Comitale James J 4
4 · Ollie's Bargain Outlet Holdings, Inc. · Filed Apr 3, 2026
Research Summary
AI-generated summary of this filing
Ollie's (OLLI) SVP James Comitale Converts RSUs; Shares Withheld for Taxes
What Happened
James J. Comitale, Senior Vice President and General Counsel of Ollie's Bargain Outlet (OLLI), had RSUs vest on April 1, 2026, resulting in the conversion of 1,249 RSUs into common stock (758 + 491). The conversion is reported as exercise/conversion of derivatives (code M) at $0.00. To satisfy tax withholding obligations, 552 shares (335 + 217) were relinquished/cancelled (code F) at a fair market value of $91.24 per share, resulting in withholding valued at $30,565 and $19,799 respectively (total ~$50,364). The withholding was an exempt transaction under Section 16b-3(e).
Key Details
- Transaction date: April 1, 2026; Form 4 filed April 3, 2026 (appears timely).
- Converted/vested: 1,249 RSUs → 1,249 shares (758 + 491). Reported acquisition price: $0.00 (derivative conversion).

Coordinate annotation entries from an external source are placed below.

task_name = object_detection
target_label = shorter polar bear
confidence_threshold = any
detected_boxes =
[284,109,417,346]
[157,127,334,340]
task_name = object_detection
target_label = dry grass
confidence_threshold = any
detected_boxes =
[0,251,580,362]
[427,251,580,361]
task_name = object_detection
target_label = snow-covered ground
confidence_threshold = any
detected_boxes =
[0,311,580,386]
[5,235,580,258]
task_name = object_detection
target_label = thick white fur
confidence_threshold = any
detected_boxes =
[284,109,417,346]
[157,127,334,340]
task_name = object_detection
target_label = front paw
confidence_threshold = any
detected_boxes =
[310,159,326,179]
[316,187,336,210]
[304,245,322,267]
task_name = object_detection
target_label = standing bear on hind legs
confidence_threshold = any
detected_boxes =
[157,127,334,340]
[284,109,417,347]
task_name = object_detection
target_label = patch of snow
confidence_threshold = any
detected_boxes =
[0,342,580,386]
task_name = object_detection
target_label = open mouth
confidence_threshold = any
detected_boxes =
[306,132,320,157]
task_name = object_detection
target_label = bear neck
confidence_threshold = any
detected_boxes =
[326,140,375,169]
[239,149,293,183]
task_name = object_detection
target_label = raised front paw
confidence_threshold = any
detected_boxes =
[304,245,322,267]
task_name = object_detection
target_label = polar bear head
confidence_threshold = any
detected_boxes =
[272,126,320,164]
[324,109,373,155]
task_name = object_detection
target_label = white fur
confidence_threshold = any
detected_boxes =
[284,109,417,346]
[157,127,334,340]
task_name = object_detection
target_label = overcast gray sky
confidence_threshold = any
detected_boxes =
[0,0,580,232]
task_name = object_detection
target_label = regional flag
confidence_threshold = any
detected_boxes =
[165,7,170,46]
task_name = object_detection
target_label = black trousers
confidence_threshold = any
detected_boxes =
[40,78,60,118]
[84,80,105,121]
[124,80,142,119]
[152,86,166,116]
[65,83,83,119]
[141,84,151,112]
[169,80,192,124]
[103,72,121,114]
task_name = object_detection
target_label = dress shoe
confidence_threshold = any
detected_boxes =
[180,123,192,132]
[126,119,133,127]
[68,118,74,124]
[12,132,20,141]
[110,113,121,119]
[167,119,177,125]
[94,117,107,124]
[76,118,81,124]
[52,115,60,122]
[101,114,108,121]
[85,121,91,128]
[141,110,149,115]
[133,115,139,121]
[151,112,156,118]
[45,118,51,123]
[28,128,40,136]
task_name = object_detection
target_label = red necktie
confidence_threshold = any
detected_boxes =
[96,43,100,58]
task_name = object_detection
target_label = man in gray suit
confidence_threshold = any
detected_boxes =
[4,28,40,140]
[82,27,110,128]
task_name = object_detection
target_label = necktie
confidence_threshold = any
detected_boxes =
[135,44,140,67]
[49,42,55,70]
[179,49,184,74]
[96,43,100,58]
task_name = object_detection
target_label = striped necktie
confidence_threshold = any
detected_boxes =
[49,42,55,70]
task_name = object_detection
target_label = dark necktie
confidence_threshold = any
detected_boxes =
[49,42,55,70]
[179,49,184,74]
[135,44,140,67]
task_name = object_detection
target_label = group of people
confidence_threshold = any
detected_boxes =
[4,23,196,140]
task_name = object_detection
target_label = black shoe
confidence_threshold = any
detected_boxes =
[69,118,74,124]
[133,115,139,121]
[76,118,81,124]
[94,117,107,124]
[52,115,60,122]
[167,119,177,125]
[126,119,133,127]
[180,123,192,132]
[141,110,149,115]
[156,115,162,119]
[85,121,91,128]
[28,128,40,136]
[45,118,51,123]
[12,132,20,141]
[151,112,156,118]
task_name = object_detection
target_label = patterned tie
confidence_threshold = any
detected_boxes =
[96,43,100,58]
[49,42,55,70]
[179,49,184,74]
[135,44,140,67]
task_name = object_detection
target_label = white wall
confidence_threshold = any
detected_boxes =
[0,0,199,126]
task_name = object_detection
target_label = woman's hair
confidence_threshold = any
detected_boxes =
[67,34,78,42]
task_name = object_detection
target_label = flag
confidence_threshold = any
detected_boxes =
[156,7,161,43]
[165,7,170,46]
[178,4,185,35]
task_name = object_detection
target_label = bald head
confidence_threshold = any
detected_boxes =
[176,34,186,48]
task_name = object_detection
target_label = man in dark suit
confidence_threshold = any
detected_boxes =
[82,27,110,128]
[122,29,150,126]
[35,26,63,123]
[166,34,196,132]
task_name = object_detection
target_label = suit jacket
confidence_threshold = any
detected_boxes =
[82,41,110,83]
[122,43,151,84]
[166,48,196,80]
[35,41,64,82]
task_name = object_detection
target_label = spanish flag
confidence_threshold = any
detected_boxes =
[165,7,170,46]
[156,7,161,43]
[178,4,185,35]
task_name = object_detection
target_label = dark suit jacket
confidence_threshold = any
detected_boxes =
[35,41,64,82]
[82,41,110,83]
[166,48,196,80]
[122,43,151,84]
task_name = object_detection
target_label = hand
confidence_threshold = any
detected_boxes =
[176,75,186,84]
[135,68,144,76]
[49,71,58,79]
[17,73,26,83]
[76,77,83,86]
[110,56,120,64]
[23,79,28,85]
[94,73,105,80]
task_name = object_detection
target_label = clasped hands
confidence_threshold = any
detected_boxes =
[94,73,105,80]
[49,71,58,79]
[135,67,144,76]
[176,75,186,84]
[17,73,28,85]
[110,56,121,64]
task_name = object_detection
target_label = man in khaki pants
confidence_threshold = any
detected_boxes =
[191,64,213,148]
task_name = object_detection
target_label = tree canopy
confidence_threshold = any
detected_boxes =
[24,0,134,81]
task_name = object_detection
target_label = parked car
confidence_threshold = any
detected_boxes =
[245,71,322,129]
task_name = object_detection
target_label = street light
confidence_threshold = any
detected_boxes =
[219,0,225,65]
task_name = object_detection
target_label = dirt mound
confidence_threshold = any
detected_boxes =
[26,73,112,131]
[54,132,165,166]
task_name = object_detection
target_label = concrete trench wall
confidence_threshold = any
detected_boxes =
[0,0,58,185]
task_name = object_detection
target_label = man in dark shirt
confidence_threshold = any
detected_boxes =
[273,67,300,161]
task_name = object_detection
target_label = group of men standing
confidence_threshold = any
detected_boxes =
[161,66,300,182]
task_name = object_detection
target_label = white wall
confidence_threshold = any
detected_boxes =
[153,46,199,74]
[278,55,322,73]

- Shares withheld for taxes: 552 shares (335 + 217) at $91.24 = $50,364 total. These shares were relinquished/cancelled in exchange for the issuer paying the withholding (per footnote F3).
- Fair market value basis: $91.24 per share (closing price on April 1, 2026; footnote F4).
- Vesting context per footnotes: one grant of 3,031 RSUs (25% annual vesting; 758 vested Apr 1, 2026) and one grant of 1,964 RSUs (25% annual vesting; 491 vested Apr 1, 2026).
- Shares owned after the transaction: not specified in the filing.
- Transaction codes: M = exercise/conversion of derivative; F = payment of tax liability via withholding.
Context
This was a standard vesting/conversion of RSUs with shares withheld to cover taxes (a cashless/withholding settlement), not an open-market sale or a company insider purchasing stock. Such tax-withholding dispositions are routine and do not necessarily signal a change in the insider’s view of the company. The filing notes the exemption under Section 16b-3(e) for withholding arrangements.
Insider Transaction Report
- Exercise/Conversion
Common Stock, par value $0.001 per share
[F1][F2]2026-04-01+758→ 4,743 total - Tax Payment
Common Stock, par value $0.001 per share
[F3][F4]2026-04-01$91.24/sh−335$30,565→ 4,408 total - Exercise/Conversion
Common Stock, par value $0.001 per share
[F1][F2]2026-04-01+491→ 4,899 total - Tax Payment
Common Stock, par value $0.001 per share
[F3][F4]2026-04-01$91.24/sh−217$19,799→ 4,682 total - Exercise/Conversion
Restricted Stock Units
[F5][F1][F6]2026-04-01−758→ 1,515 total→ Common Stock (758 underlying) - Exercise/Conversion
Restricted Stock Units
[F5][F1][F7]2026-04-01−491→ 1,473 total→ Common Stock (491 underlying)
Footnotes (7)
- [F1]Represents the conversion upon vesting of restricted stock awards into common stock ("Common Stock").
- [F2]Restricted Stock Units ("RSUs") convert into Common Stock on a one-for-one basis.
- [F3]Exempt transaction pursuant to Section 16b-3(e) - payment of exercise price or tax liability by delivering or withholding securities incident to the receipt, exercise or vesting of a security issued in accordance with Rule 16b-3. All of the shares reported as disposed of in this Form 4 were relinquished by the reporting person and cancelled by the issuer in exchange for the issuer's agreement to pay federal and state tax withholding obligations of the reporting person resulting from the vesting of restricted stock units.
- [F4]The price reported in column 4 is equivalent to the fair market value based on the closing market price as of April 1, 2026.
- [F5]Each of the RSUs represents a contingent right to receive one share of Common Stock at vesting.
- [F6]RSUs vest and become exercisable in 25% installments on each anniversary date of the grant, April 1, 2024, subject to continued service through each applicable vesting date. The reporting person was granted 3,031 RSUs, of which 758 vested on April 1, 2025; 758 vested on April 1, 2026; 757 vest on April 1, 2027; and 758 vest on April 1, 2028.
- [F7]RSUs vest and become exercisable in 25% installments on each anniversary date of the grant, April 1, 2025, subject to continued service through each applicable vesting date. The reporting person was granted 1,964 RSUs, of which 491 vested on April 1, 2026; 491 vest on April 1, 2027; 491 vest on April 1, 2028; and 491 vest on April 1, 2029.